Former Huatai Asset Management CIO Yang Yang and seasoned derivatives trader Yiming Liang have teamed up to launch Goldstream Absolute Return Fund, an Asian macro hedge fund with a focus on Greater China.
The fund is slated to start trading in April with more than $50 million, having raised initial capital from family offices, high-net-worth individuals and funds of funds. It targets annualised returns of 15-20%.
Goldman Sachs and Bank of America Merrill Lynch are the prime brokers, while GlobeOp is the administrator.
The strategy, which will be run out of Hong Kong by Goldstream Capital Management, will invest across a range of asset classes and also takes a relative value approach, seeking opportunities in mispriced assets.
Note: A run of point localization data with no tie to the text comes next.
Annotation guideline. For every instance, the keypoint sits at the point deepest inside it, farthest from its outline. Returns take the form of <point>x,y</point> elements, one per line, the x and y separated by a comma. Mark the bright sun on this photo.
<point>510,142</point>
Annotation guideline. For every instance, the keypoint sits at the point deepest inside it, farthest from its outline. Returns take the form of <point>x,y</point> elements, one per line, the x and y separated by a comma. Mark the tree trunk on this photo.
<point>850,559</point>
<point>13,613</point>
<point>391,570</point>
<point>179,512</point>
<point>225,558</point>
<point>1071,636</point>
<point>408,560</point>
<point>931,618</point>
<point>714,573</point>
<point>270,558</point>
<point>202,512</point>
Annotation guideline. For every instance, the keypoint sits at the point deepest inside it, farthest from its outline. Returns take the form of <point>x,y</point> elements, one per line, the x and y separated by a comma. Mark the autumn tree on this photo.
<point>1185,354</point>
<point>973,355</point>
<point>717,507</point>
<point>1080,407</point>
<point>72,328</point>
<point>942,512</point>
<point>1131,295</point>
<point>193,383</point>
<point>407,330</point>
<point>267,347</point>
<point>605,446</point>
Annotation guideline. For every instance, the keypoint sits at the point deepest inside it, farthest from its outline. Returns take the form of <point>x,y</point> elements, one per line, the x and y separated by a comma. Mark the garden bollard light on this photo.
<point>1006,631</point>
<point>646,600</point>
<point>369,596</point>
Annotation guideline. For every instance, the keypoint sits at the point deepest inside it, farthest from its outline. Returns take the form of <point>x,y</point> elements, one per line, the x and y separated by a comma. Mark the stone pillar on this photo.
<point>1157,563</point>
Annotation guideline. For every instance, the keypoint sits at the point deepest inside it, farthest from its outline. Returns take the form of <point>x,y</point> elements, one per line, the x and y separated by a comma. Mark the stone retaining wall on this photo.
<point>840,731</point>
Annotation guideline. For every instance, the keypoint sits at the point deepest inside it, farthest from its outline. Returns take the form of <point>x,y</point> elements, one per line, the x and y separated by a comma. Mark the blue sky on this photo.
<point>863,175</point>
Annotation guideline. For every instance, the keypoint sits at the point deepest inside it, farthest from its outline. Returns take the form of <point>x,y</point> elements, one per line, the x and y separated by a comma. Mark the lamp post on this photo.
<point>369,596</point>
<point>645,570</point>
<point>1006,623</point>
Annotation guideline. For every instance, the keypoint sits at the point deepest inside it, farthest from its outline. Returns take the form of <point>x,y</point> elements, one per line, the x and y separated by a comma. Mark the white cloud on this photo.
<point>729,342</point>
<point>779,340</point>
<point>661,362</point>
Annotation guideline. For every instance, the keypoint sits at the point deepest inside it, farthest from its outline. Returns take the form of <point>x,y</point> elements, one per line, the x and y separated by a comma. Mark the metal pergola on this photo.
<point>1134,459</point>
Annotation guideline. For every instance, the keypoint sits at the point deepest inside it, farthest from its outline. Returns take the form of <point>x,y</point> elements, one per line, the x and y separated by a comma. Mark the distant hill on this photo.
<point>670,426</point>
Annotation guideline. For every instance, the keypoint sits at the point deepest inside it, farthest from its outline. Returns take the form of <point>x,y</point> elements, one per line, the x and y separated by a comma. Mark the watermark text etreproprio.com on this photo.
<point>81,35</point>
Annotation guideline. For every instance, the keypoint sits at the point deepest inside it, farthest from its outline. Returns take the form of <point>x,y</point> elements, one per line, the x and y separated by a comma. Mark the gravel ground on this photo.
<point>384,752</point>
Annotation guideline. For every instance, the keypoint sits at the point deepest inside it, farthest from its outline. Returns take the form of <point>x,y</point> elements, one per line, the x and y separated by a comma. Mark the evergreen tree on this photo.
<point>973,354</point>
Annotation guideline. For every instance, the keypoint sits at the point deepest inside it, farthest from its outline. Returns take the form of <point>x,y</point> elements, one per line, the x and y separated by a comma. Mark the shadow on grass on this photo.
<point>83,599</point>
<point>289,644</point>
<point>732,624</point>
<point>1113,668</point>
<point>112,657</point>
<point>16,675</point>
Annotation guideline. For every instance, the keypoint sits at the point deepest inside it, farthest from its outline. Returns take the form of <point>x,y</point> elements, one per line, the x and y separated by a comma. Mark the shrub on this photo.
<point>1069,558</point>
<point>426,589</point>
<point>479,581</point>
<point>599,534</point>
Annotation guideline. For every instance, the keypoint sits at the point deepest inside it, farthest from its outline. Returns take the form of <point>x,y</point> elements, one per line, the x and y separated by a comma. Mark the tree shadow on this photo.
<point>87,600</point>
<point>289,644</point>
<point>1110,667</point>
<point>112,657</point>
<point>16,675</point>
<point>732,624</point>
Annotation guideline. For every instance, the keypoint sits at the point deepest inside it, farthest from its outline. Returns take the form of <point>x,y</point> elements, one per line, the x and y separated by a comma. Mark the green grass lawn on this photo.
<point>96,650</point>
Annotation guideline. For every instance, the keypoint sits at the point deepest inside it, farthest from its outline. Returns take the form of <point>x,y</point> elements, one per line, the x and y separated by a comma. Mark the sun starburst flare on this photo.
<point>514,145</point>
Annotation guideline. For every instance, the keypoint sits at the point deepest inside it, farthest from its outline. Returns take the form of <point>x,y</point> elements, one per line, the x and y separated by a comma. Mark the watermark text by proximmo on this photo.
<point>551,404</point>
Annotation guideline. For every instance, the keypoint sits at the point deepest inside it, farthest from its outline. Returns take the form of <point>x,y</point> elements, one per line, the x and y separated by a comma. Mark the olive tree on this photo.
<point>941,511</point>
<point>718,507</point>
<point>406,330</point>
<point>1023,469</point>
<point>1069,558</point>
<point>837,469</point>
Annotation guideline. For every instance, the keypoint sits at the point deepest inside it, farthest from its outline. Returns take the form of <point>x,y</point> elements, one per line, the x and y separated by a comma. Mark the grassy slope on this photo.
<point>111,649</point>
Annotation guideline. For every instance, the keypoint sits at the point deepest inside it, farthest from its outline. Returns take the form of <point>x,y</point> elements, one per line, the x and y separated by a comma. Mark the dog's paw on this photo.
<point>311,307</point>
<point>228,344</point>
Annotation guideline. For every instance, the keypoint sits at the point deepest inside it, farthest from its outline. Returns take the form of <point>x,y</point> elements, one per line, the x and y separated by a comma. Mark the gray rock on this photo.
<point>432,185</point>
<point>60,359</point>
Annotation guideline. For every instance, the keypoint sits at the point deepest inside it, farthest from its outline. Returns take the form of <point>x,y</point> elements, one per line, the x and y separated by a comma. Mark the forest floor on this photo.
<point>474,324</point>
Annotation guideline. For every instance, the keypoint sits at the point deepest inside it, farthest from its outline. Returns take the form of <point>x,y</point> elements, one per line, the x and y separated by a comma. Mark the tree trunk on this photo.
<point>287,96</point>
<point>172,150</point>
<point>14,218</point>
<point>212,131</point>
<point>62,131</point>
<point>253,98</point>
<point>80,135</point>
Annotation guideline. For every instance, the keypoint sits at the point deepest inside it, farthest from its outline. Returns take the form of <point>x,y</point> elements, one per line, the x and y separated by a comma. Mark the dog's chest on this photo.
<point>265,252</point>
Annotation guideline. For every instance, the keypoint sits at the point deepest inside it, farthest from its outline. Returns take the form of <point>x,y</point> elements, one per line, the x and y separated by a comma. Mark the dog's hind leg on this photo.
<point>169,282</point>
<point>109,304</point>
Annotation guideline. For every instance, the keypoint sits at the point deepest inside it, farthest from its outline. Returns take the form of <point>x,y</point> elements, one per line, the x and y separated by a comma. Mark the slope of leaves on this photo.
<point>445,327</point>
"At any point, we will look at equities both for long and short positions, and the fixed income market, which includes bonds, credit derivatives such as credit default swaps and convertible bonds," says Liang. "We'll also look at emerging market currencies, mostly in Asia."
Liang and Yang, long-standing friends who met as fellow students at the University of Science and Technology of China, set up Goldstream to combine their niche areas of expertise for an Asian hedge fund strategy.
Liang started trading derivatives in 1994 out of New York for Bankers Trust, joining Barclays Capital two years later, where he started its credit derivatives business. He relocated to Barclays' London headquarters in 1998 to lead the bank's global credit derivatives business.
Prior to setting up Goldstream, Liang served as managing director of financial markets for Standard Chartered Bank in Hong Kong.
Yang, meanwhile, has spent the past decade trading equities, bonds, and commodity and index futures in the US, Hong Kong and the mainland, most recently for Huatai Asset Management, one of China’s largest insurance fund managers.
Before joining Huatai in 2007, he co-founded US-based Dulles Capital, a private equity and hedge fund manager.
Despite volatile market conditions continuing from 2011, Liang views the market as opportunistic. "In every type of market – bull, bear and volatile – there are always opportunities. The key is to recognise and manage downside risk,” he says.
"When you're wrong you have to have the discipline to be able to get out. Then you go for the next opportunity. We look at ourselves as both an asset manager and a risk manager."